I am a small business owner with a professional degree but with no formal business education. It was good to read "research" that was not all stuffy and dry. A particularly strong point for me was the argument for why I should strive to be great and not just "good" or even "mediocre". I am planning on reading Jim Collins' other book, Built to Last.
 
A New Way to Look at Growing Your Business
"Good to Great: Why Some Companies Make the Leap... and Others Don't" by Jim Collins was a real eye opener for me.

In this book, Jim Collins, observes 28 companies over the span of 5 years. Over this period of time 11 of the companies make the leap from "Good to Great". The findings in this book were truly eye opening and inspirational. I loved the chapter on Level 5 leadership. Collins starts the chapter using a quote by Harry S. Truman "You can accomplish anything in life, provided that you do not mind who gets the credit". This is the essence of the book.

I also loved that in this book he speaks about how the executives that ignited the transformation for companies that went from good to great, did not figure out how to drive the bus, but how to get the right people on the bus (and the wrong people off) and then they figured out where to drive it.

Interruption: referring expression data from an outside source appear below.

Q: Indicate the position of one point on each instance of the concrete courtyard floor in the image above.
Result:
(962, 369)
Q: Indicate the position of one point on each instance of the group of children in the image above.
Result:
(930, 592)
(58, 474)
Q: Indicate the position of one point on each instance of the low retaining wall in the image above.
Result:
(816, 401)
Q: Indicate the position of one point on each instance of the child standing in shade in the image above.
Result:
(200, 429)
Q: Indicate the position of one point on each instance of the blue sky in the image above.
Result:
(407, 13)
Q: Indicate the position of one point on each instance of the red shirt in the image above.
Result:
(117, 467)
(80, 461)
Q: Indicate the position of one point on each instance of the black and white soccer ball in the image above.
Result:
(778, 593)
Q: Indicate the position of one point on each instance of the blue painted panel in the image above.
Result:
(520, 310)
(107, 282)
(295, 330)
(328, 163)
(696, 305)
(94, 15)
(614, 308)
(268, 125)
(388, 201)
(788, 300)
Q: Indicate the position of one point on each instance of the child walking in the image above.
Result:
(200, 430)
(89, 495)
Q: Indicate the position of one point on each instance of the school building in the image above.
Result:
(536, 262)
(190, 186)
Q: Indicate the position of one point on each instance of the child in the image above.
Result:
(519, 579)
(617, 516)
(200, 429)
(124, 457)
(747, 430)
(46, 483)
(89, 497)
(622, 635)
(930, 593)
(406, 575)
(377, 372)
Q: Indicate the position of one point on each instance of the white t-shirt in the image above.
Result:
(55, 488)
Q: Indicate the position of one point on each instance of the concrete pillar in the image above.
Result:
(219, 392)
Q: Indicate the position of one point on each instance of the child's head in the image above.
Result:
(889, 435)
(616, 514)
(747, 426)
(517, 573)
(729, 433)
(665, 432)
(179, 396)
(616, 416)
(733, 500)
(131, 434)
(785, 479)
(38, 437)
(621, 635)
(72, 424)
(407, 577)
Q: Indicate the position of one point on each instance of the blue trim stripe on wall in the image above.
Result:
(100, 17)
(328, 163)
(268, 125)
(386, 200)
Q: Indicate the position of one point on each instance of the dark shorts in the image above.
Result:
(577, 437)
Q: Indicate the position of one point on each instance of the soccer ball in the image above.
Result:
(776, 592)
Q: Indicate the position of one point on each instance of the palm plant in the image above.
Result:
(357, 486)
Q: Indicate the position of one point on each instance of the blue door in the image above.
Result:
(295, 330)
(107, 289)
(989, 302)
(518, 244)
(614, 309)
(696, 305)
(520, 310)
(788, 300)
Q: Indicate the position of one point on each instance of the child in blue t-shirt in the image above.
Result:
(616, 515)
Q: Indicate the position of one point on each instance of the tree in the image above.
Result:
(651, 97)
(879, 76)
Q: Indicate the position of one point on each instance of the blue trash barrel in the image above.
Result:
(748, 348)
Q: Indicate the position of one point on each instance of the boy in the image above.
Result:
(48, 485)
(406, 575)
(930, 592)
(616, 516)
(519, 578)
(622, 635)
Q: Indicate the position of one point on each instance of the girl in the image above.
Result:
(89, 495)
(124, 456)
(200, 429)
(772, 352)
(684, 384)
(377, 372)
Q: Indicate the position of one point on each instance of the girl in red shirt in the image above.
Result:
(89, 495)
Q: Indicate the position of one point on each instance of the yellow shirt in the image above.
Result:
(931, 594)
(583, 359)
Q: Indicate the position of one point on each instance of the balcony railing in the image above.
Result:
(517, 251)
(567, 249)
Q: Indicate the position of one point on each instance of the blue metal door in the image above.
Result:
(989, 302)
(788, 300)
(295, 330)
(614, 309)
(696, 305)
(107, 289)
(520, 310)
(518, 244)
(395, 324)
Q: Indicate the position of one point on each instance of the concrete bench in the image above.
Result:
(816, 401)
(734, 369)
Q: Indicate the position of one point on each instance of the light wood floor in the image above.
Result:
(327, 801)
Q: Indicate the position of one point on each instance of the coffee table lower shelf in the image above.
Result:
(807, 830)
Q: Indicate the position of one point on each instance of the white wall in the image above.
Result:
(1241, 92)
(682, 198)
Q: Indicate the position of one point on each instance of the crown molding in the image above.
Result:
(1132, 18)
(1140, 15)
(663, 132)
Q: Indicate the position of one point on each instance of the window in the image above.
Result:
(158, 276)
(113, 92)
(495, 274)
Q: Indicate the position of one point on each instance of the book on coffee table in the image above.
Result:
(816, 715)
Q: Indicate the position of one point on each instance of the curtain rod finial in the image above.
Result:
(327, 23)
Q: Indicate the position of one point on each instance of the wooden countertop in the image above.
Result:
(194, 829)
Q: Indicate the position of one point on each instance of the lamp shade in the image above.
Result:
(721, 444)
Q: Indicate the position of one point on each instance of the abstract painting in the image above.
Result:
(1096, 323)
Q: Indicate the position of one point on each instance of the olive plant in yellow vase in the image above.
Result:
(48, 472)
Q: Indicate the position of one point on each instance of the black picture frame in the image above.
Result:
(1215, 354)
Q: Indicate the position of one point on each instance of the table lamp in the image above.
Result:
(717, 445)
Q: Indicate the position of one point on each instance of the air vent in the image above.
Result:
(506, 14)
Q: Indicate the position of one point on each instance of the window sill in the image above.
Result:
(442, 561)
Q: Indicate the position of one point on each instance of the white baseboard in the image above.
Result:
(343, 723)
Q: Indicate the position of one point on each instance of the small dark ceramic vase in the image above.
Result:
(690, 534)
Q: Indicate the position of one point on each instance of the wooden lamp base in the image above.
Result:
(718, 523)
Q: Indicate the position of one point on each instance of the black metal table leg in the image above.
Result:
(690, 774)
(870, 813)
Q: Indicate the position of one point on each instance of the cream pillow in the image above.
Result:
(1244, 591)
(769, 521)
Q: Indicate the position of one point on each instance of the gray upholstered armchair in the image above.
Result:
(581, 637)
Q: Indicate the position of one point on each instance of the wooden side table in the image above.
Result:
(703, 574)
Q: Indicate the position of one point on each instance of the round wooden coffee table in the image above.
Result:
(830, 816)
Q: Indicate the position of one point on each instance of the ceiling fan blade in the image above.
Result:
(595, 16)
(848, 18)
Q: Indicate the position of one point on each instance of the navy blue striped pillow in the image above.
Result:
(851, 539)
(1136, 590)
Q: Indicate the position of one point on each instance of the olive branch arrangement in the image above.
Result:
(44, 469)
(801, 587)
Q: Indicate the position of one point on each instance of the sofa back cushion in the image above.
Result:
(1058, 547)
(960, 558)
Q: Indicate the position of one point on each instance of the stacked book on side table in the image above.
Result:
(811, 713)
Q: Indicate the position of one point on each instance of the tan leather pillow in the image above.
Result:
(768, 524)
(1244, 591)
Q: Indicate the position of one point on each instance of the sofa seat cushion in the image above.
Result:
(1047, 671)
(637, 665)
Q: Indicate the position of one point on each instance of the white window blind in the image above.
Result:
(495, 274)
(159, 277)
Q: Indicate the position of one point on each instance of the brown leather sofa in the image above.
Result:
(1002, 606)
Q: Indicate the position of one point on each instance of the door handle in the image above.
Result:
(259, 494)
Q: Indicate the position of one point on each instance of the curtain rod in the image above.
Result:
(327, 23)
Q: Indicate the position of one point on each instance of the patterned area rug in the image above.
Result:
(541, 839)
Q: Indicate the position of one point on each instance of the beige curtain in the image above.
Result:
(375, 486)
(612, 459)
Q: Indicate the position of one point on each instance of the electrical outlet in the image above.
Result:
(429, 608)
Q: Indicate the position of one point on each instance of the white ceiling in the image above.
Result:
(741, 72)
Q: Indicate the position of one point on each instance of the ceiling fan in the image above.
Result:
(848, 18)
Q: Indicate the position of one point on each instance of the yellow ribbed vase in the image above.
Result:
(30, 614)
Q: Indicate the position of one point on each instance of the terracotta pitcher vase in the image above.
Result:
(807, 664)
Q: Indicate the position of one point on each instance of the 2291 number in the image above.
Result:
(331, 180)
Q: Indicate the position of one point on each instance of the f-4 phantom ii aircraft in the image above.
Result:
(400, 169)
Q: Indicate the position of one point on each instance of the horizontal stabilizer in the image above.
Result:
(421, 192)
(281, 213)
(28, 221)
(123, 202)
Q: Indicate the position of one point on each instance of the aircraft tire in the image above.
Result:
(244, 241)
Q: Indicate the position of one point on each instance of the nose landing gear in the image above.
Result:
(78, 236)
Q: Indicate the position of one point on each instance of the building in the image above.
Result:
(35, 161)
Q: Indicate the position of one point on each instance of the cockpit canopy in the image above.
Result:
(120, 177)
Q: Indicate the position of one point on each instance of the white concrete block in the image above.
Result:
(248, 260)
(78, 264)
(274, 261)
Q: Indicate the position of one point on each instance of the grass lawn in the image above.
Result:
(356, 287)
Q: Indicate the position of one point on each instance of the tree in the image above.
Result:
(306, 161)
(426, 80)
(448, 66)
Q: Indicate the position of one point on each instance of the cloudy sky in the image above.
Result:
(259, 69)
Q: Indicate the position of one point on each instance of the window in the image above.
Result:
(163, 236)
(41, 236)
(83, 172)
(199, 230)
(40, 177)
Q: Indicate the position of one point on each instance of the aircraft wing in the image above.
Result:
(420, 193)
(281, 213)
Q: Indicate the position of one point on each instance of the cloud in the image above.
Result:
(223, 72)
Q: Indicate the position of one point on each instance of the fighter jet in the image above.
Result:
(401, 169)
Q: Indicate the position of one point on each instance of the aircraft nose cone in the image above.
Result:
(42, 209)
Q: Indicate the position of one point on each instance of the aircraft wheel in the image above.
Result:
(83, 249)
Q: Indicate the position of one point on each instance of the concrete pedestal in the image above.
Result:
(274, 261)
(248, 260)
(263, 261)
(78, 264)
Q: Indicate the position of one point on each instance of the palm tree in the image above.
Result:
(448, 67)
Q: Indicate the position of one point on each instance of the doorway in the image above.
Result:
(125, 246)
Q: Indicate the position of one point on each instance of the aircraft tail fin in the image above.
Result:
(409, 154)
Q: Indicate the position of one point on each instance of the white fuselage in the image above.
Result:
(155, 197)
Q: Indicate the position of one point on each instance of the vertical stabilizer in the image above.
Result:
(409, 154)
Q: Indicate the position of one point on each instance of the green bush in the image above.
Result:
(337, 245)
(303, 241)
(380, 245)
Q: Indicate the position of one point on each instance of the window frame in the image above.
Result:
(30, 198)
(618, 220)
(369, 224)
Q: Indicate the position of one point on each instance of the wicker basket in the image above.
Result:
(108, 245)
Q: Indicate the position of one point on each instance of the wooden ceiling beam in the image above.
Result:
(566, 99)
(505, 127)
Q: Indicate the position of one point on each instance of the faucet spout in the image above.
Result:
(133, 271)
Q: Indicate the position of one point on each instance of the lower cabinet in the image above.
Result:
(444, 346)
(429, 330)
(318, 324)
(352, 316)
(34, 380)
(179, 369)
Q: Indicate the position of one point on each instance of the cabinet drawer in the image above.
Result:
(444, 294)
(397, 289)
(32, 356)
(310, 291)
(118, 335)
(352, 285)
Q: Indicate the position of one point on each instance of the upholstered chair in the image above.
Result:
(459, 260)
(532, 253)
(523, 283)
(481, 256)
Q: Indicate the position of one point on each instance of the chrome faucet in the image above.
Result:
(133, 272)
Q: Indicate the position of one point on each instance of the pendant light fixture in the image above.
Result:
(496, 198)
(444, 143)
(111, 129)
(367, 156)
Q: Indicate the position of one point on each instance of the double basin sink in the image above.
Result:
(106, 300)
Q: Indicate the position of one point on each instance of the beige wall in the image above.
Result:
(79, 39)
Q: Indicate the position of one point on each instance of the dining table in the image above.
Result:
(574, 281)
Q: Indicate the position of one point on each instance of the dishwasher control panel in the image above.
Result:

Another book I really enjoyed reading about transformation is Being Here: Modern Day Tales of Enlightenment. Any person who is looking to grow their business would greatly benefit from reading both these books.


 
Good to Great
The condition of this book was excellent. I recieved it in a very timely manner. If you currently own or are looking to own your own business, this book is invaluable. The concepts are concrete, realistic, and attainable. I highly recommend this book.
 
A Book That Gets Down To Business
If you are like me and struggle to keep a business running at a profitable level, then you need books like this one. In my opinion, "The Businessman's Bible" is an alternative title for this great and informative text.

This book is gleaned from facts acquired through years of researching the ups and downs of thousands of companies, to learn what works and why, and what definitely should be avoided in the business world.

If you are in business or even contemplating going into business, then you must read this book.